Genauso wie Nora Marx "verschwanden" in Argentinien während der Diktatur nach Schätzungen von Menschenrechtsorganisationen bis zu 30.000 Menschen. Tausende wurden gefoltert, umgebracht, bei lebendigem Leib über dem Meer abgeworfen. Das Schicksal der meisten "Verschwundenen" konnte nie rekonstruiert werden. Da zahlreiche Amnestiegesetze die Junta-Chefs vor der Justiz schützten, setzten Menschenrechtler auf europäische Länder, die im Namen ihrer Staatsangehörigen Anzeige erstatten können.
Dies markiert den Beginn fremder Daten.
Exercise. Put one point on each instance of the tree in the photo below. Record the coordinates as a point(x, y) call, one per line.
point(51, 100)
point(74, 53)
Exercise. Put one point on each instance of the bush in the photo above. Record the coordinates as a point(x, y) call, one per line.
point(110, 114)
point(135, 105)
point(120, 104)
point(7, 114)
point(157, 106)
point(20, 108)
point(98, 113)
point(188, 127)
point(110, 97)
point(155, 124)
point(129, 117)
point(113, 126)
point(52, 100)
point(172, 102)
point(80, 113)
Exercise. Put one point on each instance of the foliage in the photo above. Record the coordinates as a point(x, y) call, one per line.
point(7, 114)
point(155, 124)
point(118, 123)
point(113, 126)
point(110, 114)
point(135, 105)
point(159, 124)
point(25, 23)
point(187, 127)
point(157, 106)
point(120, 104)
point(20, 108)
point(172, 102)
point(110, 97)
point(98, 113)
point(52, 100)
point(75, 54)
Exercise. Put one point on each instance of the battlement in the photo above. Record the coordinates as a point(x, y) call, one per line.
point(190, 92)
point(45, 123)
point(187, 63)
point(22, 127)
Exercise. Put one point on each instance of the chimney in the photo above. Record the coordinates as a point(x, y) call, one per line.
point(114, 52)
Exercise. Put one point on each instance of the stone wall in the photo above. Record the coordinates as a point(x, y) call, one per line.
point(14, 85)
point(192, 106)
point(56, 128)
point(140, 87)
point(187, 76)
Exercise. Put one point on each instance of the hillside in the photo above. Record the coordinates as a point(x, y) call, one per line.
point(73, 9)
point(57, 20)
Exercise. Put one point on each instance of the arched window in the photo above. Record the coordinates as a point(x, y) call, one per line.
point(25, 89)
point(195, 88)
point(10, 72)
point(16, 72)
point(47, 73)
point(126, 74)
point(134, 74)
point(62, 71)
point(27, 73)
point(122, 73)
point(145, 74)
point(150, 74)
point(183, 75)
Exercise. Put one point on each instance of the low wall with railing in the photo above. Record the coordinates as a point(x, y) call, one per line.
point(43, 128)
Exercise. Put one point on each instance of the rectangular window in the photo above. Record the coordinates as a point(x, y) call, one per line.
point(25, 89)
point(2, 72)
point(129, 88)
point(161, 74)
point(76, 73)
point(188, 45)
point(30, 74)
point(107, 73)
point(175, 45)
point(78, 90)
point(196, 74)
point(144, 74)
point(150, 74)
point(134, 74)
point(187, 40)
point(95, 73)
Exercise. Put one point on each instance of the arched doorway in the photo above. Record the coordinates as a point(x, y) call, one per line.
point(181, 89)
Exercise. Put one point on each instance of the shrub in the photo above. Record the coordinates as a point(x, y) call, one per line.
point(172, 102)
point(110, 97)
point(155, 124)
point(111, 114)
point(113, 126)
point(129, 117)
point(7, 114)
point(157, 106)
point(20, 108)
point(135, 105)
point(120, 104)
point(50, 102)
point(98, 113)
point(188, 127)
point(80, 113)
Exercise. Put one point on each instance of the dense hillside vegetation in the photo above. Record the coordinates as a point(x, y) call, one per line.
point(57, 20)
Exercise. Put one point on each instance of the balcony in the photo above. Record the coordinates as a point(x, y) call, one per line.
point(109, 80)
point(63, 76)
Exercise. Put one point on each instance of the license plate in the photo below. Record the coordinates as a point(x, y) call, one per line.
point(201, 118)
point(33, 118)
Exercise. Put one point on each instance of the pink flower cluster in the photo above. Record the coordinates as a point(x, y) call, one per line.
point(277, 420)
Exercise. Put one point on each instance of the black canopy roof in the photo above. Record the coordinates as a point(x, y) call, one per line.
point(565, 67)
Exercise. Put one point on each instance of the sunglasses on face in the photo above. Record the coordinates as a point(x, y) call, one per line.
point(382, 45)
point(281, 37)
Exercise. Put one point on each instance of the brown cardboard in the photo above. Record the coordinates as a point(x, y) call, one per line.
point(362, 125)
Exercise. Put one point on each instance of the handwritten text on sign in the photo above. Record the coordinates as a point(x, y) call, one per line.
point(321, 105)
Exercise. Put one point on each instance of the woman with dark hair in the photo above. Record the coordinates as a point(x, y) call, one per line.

Inzwischen haben sich in Argentinien die Zeiten geändert: Unter dem derzeitigen Präsidenten Néstor Kirchner wurden die wichtigsten Amnestiegesetze aufgehoben. Wolfgang Kaleck bleibt skeptisch: "Noch ist nicht klar, ob Kirchner sich durchsetzen kann." Der Oberste Gerichtshof in Argentinien müsse über die rückwirkenden Gesetze entscheiden, und die Justiz sei voll von Leuten, die mit der Diktatur paktiert hätten, sagt Kaleck. So lange die Haftbarmachung der Ex-Militärs nicht sicher sei, sei der Druck aus dem Ausland weiterhin nötig. Besonders wichtig sei das für die Angehörigen der Opfer. "Die Mütter wollen wissen, was mit ihren Kindern passiert ist, und sie wollen die Militärs verurteilt und inhaftiert sehen", sagt Kaleck.

Um eine wirklich demokratische Gesellschaft in Argentinien entstehen zu lassen, sei die Aufarbeitung der Vergangenheit unabdingbar, meint Kaleck. "Wenn ein Polizeiapparat einmal begriffen hat, dass er morden und foltern kann, ohne belangt zu werden, wird er so lange damit weiter machen, bis der Staat zeigt, dass das nicht geht." Die Straflosigkeit sei größtes Hindernis auf dem Weg zu einer gerechteren Gesellschaft."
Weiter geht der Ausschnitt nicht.